Klaus Ohlmann says the sailplanes and solar-powered aircraft in which he has set several world records are powered by a “gravitational engine with an external fusion reactor.” He has been on a sun-stoked roll the last few years. His recounting of the epic journey first to fly a Stemme motorglider from Germany to Katmandu, and then to conquer Mount Everest in a sailplane, kept the eighth annual Electric Aircraft Symposium audience enthralled. That feat alone would be enough for admiration, but his seemingly never-ending series of adventures provoke a bit of awe.
He is a member of the Mountain Wave Project (MWP), a group which explores high-altitude weather systems to verify theoretical considerations.

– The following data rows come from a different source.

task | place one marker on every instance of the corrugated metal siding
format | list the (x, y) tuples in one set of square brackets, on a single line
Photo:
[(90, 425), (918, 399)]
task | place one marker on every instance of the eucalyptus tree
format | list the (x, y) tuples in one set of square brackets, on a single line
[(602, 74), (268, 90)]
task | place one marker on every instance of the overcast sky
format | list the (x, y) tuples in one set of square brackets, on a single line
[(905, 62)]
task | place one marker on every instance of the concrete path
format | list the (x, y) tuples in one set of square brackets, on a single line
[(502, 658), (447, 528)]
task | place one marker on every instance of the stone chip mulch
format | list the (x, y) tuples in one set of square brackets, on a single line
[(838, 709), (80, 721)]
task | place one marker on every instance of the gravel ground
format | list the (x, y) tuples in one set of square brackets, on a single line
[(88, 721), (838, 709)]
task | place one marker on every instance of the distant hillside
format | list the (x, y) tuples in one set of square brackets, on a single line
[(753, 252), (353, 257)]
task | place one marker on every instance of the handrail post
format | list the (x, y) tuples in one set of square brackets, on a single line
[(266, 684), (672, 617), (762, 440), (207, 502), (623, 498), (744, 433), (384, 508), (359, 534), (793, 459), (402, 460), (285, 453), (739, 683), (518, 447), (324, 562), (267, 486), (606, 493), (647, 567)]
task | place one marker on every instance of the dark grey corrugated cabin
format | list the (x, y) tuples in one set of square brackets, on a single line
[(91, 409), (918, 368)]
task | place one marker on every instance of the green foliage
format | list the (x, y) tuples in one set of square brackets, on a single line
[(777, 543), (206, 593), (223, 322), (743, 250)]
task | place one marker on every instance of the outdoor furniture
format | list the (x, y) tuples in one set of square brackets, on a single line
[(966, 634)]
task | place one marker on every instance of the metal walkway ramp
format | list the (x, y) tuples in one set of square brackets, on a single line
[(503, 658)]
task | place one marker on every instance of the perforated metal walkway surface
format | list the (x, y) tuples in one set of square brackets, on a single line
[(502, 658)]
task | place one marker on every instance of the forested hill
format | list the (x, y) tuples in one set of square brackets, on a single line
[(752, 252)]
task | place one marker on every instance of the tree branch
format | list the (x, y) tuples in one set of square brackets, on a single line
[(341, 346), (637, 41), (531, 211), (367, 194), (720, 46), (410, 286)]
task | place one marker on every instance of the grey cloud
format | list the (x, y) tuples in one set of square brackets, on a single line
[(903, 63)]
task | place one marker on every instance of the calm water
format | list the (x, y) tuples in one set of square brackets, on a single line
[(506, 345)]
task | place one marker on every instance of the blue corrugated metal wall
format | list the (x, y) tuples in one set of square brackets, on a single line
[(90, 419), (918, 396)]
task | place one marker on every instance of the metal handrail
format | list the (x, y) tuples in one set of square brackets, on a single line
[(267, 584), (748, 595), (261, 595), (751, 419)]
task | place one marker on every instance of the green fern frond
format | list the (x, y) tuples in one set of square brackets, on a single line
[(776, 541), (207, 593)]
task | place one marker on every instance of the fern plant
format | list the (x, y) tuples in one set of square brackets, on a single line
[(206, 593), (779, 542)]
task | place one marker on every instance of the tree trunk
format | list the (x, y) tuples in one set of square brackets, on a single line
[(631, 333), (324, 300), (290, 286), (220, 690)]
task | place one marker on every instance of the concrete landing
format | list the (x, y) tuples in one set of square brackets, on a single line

As stated in the MWP’s web site, it is “a project of the scientific and meteorological panel of OSTIV (Organisation Scientifique et Technique du Vol à Voile) …conceived during an OSTIV seminar 1998 in Serres/France by René Heise and Klaus Ohlmann and attracted several enthusiastic scientists/pilots since.” He holds the world’s absolute distance record in a sailplane – 3,008 kilometers (1,865 miles), flown along the Andes in 2003 in a Schemp-Hirth Nimbus 4 DM.
He and Eric Raymond flew e-Genius to the second place finish in the Green Flight Challenge in September, 2011. He set several records in Icare 2, a 25-meter (82-feet) wingspan, solar-powered airplane while flying around the French Alps.
Klaus later flew e-Genius again, to first place in the 2013 Green Speed Cup and also set a world distance record for electric aircraft – 252 miles – during that event.
The flight to Nepal came about because Klaus determined it was easier to fly there than to ship the airplane by container ship and meet up with it. The Stemme SV-10T, after all, is a real airplane and a real sailplane, with excellent capabilities in either mode. With six hours endurance and 1,200 kilometer (744 mile) range possible Klaus could make big jumps on his way to the high mountains on the border of China.
He and Anssi Soila, a private investor and pilot, took on the mission for the MWP and the DLR (the German space agency) “to explore turbulence parameters in and above the highest valleys and mountains, vertical momentum transfer and the diurnal anabatic flow in the complex terrain. Investigation of ozone and carbon dioxide levels is also being considered.”
They carried out “some measurements over some of the glaciers using airborne optical methods (DLR-MACS). This part of the expedition is in co-operation with the German Aerospace Center (DLR), Flinders University in Adelaide, Australia and the International Centre for Integrated Mountain Development (ICIMOD), Nepal. The collaboration with ICIMOD ensures that the results from our studies will be used for applications relevant to Nepal in terms of GEO-hazards and risk management.”
See Klaus’s recounting of the journey to Nepal and the many flights over and around Everest under power and unpowered. The images of things flying up and tapping the canopy in Klaus’s presentation gave Symposium attendees a startling view of how turbulent some of the flights were. It was a stunning reminder of the talent and courage that our presenters share.